From algorithms to track “dark” ships smuggling stolen crude oil to an online licensing system to undercut corruption, Nigeria’s Department of Petroleum Resources (DPR) hopes it can use new technology to tackle theft that has cost the country billions.
In the oil-rich Niger Delta region, thieves tap pipelines and siphon crude into barrels aboard small craft. They then sail alongside larger vessels, allowing the contraband to be pumped into oil tankers bound for export, usually to Asia — mixing up to 10% stolen crude with legitimate product.
Africa’s top oil exporter has turned to French data company Kpler to help ferret out smugglers from the thousands of ships plying Nigerian waters. The DPR began working with Kpler in December 2018 and unveiled the collaboration in April 2019. Kpler and the DPR declined to specify the value of their contract.
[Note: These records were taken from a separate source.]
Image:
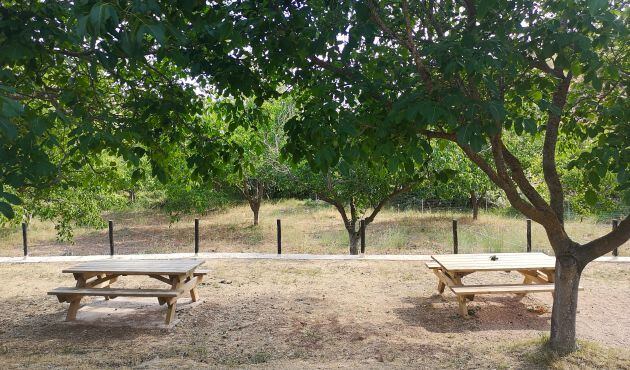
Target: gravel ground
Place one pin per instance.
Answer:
(310, 314)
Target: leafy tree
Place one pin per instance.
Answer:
(467, 180)
(358, 192)
(251, 139)
(469, 73)
(398, 73)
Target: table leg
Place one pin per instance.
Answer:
(441, 286)
(463, 309)
(457, 279)
(170, 312)
(177, 281)
(75, 304)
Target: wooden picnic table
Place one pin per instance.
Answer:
(538, 270)
(95, 279)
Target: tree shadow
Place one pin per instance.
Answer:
(438, 314)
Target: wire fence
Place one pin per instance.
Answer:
(310, 230)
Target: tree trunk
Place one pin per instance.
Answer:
(254, 204)
(354, 238)
(563, 314)
(474, 201)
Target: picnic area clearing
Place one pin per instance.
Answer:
(313, 314)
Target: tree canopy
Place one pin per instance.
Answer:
(375, 81)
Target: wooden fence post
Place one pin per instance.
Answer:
(196, 236)
(615, 224)
(455, 246)
(111, 237)
(529, 235)
(24, 239)
(279, 236)
(362, 236)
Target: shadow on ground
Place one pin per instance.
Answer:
(438, 314)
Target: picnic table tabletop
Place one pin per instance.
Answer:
(137, 267)
(495, 262)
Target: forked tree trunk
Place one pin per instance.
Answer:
(563, 314)
(254, 204)
(353, 241)
(474, 201)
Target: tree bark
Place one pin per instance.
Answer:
(474, 201)
(353, 244)
(254, 204)
(563, 314)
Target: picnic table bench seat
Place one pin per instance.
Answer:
(466, 290)
(95, 279)
(115, 292)
(537, 269)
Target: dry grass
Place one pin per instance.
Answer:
(307, 227)
(314, 314)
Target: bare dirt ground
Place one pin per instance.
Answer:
(315, 314)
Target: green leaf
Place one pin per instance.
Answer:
(8, 129)
(595, 6)
(591, 197)
(11, 198)
(82, 26)
(6, 210)
(497, 110)
(530, 125)
(157, 31)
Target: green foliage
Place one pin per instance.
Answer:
(186, 200)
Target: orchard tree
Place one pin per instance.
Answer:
(467, 181)
(466, 72)
(358, 192)
(251, 139)
(470, 72)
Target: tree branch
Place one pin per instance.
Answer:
(605, 244)
(552, 179)
(406, 41)
(384, 201)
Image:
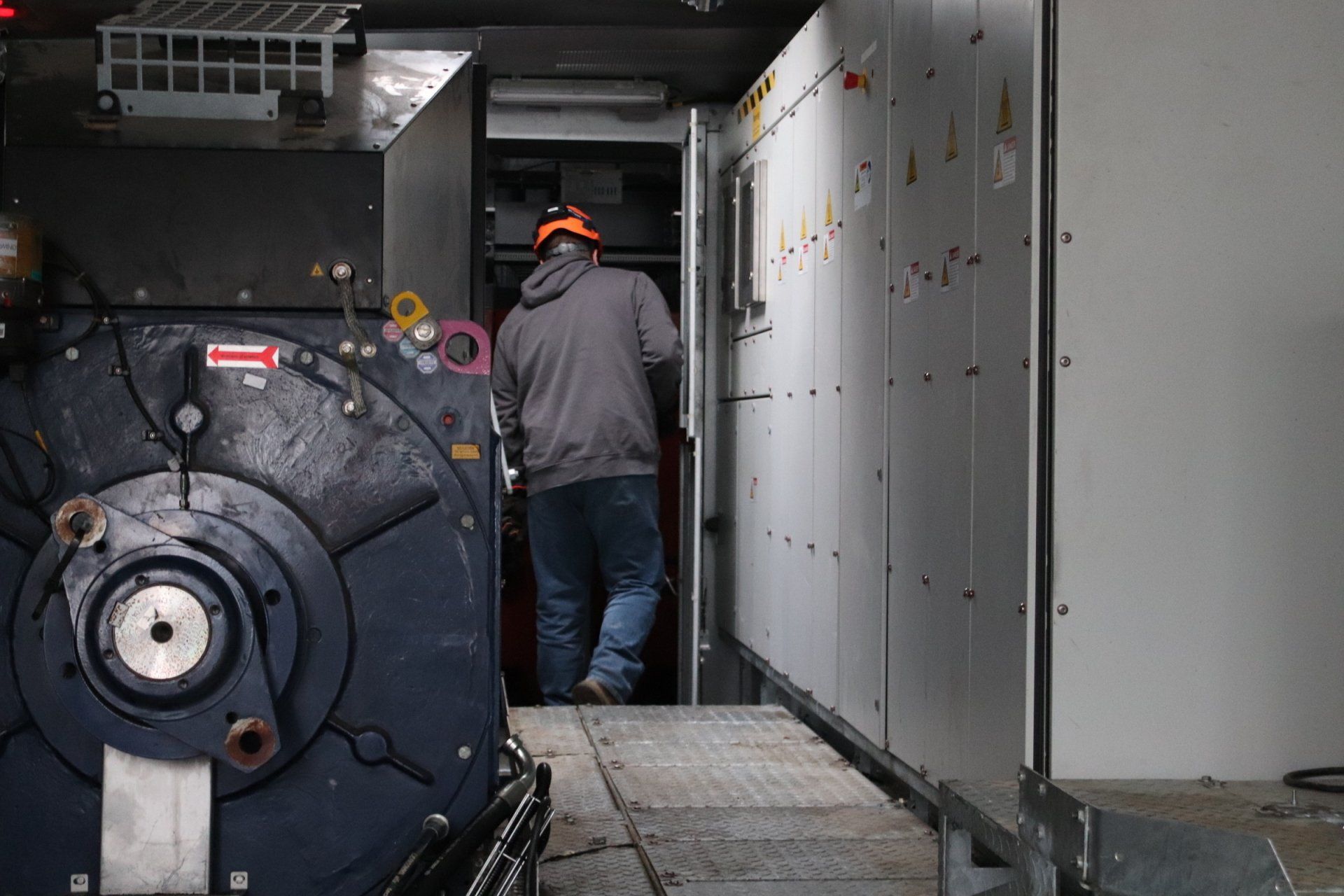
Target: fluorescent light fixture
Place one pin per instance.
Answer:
(561, 92)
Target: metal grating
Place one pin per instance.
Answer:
(815, 860)
(777, 822)
(218, 58)
(244, 18)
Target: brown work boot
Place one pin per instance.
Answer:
(590, 692)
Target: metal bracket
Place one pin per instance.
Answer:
(1126, 855)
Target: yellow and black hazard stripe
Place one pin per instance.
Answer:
(757, 96)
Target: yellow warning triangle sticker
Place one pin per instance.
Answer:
(1004, 111)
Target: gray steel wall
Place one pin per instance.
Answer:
(846, 475)
(1199, 505)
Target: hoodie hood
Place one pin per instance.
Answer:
(552, 279)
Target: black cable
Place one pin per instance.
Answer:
(1304, 780)
(102, 309)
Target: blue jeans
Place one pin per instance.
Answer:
(616, 519)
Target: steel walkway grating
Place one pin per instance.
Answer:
(717, 801)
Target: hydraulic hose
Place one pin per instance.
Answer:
(1306, 780)
(480, 830)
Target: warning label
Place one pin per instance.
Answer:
(863, 183)
(910, 284)
(1006, 163)
(951, 277)
(1004, 111)
(253, 356)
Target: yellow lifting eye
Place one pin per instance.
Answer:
(407, 308)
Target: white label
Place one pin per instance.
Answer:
(863, 183)
(951, 276)
(910, 284)
(1006, 163)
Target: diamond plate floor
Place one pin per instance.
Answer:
(715, 801)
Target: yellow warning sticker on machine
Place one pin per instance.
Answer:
(1006, 163)
(910, 284)
(1004, 111)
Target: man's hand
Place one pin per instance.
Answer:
(514, 514)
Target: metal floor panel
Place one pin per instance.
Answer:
(721, 801)
(778, 822)
(1310, 849)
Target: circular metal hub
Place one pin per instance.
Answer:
(160, 631)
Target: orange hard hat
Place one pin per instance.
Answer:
(566, 218)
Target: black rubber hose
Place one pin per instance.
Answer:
(1304, 780)
(447, 867)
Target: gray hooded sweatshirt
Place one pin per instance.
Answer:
(587, 370)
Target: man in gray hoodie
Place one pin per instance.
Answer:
(588, 368)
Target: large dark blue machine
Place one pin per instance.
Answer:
(249, 486)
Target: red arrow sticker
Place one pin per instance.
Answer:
(254, 356)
From Kpler’s shared office space in London, the head of its partnership with Nigeria, Antoine Pillet, zooms in on a lonely vessel deep in the Delta’s river system using satellite data and the company’s own software.
Sitting above the Forcados crude pipeline and away from a main shipping channel, the ship is surrounded by swamps stained black by spills and forests hollowed out by wildcat construction — tell-tale signs of theft and refining.
“In some ways, we’re the [closed-circuit TV] of what’s going on in Nigerian waters,” Pillet said. “We provide the data, but don’t really give opinions on what may be going on.”
Kpler’s platform monitors 24/7 and watches unusual journeys like this and changes to ships’ drafts that indicate on- or off-loading of cargoes. It logs data into an algorithm it is training the DPR to interpret.
The United Nations Security Council estimates that Nigeria lost $2.8 billion in revenue to oil theft in 2017, although Kpler says the minimum 100,000 barrels per day — $3 billion to $8 billion a year — identified in a 2013 Chatham House report better approximates current losses.
The DPR also is rolling out other plans to record oil and gas flows into a real-time central database.